One is a course to take students to the Middle East for three weeks during my College’s May term. We’re planning for our first trip to be in 2012, and my co-teacher will be a colleague who’s a Syrian native. We plan to take students to Lebanon, Syria and the UAE. I made great contacts with Lebanese American University in Beirut last fall, and they’re excited about working with us. I made good contacts with The American University in Dubai which is cordially willing to work with us. In Syria, we don’t have an academic sponsor, but we’ll be able to get the students fairly immersed for a few days, and the U.S. Embassy told me they’d be very happy to meet with our students. (I don’t know how easy it normally is for Americans traveling abroad to meet with embassy officials, but I contacted the U.S. Embassy in Damascus well ahead of my travel, and perhaps because of the nature of my interests, they were very willing to meet with me, and gave me plenty of time.)
At present this course has been approved by our curriculum committee (no great challenge, given that I am on it, our study abroad director is on it, the chair is one of my best friends on campus, and together the three of us constitute 50% of the committee; but in fact it was unanimous), and now it only awaits approval by our faculty in Monday’s meeting (99% of the time, that’s a simple rubber stamp). I have faculty expressing their desire to go, as well as students. Of course nobody’s been asked to pony up the $5-6000 + plane ticket (about $1500) for the course. We’ll see how that goes next year.
The second course is an experimental one proposed by a colleague in our chemistry department–a course team taught by him, me, and a history professor called Atomic Weapons and Power, that looks at the science, history, and politics of nuclear weapons, energy, and medicine. As an experimental course it doesn’t require anybody’s approval, but the history prof and I need to get approval from the Academic Dean for a course overload. We’re drafting our proposal for that, and I think we’ll be successful.* This will be only a two credit course (my normal courses are four credits), and the chem prof and I hope to use this as a developmental step toward the Science Policy class we want to create and co-teach.
This is the aspect of being a prof that’s fun as all get out. I basically have the freedom to go out and study whatever interests me, and I can actually teach almost any thing I want on an experimental basis. I’ve done Art and Politics that way, and keep pondering a course on libertarian thought, or one that focuses specifically on what I see as the dangerous expansion of executive power in the U.S. And another history prof and I have casually discussed developing a course on the functioning of the intelligence agencies. I’ll never get around to doing all the courses I dream up (Globalization, or International Political Economy, a course specifically on the national budget, environmental law, the Cold War in Film, etc., etc.) but that doesn’t bother me at all.
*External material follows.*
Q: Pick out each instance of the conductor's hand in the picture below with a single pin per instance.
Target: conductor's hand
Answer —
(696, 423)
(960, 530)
I fully expect to not get bored (except with my American Government class, which I teach each term), because I’ll always be planning something new that may or may not ever happen.
Two years ago I co-created a course that takes students to Nicaragua over Christmas break for a Medical Service Learning**trip. It was designed as a 1 credit class that could be taught by faculty from a multitude of departments, so we could institutionalize it without any department having to sacrifice another course to make room for it. That’s a course overload our Dean has been delighted to approve. So far two other faculty have gone on the trip, and I haven’t yet, but I will probably be the one who goes this year. Each time our College President mentions it, he praises our Health Studies Institute Director and never mentions me–he apparently has no idea that it was my idea and planning that brought her vague desire into fulfillment (not to criticize her–she’s fantastic, but was brand new at the time and had no idea yet how to make things happen at our College). It bugs me not to get credit for it. But it delights me to hear students talking about how it changed their lives and to see their faces literally glow as they talk about their experiences in these remote villages, where they assist doctors with people who may have only that one opportunity in the whole year to go to a doctor.
It’s not too bad a career, really.
*Here’s where being a political scientist helps me. Unlike most faculty, I understand that the fact of limited budgets, and the Dean’s responsibility for doling it out, means we have to pitch a proposal that is top notch, not just something thrown together in ten minutes’ time, but something that is thought about carefully, discussed, carefully written, reviewed, revised, and only presented when it’s good enough that I’m 95% certain it will be approved. It’s not just us political scientists who get that, but it’s a distinct minority of faculty. Others who get it tend to be, unsurprisingly, economics and business faculty. The humanities people mostly don’t get it, and tend to think that the inherent merits of their idea should be recognized and approved, regardless of the quality of the presentation. I know some exceptionally intelligent people who are just tremendously benighted when it comes to such matters.
**Re: Service Learning. I hate that jargony phrase, and I honestly don’t give a shit about the service part. But it’s an accurate description and one that makes a certain subset of academics and accreditors get a warm moist feeling between their legs. So except among friends, I try to say it with a straight face. And maybe there’s actually something to the concept, because the trip really does change the students in a number of ways, all positive.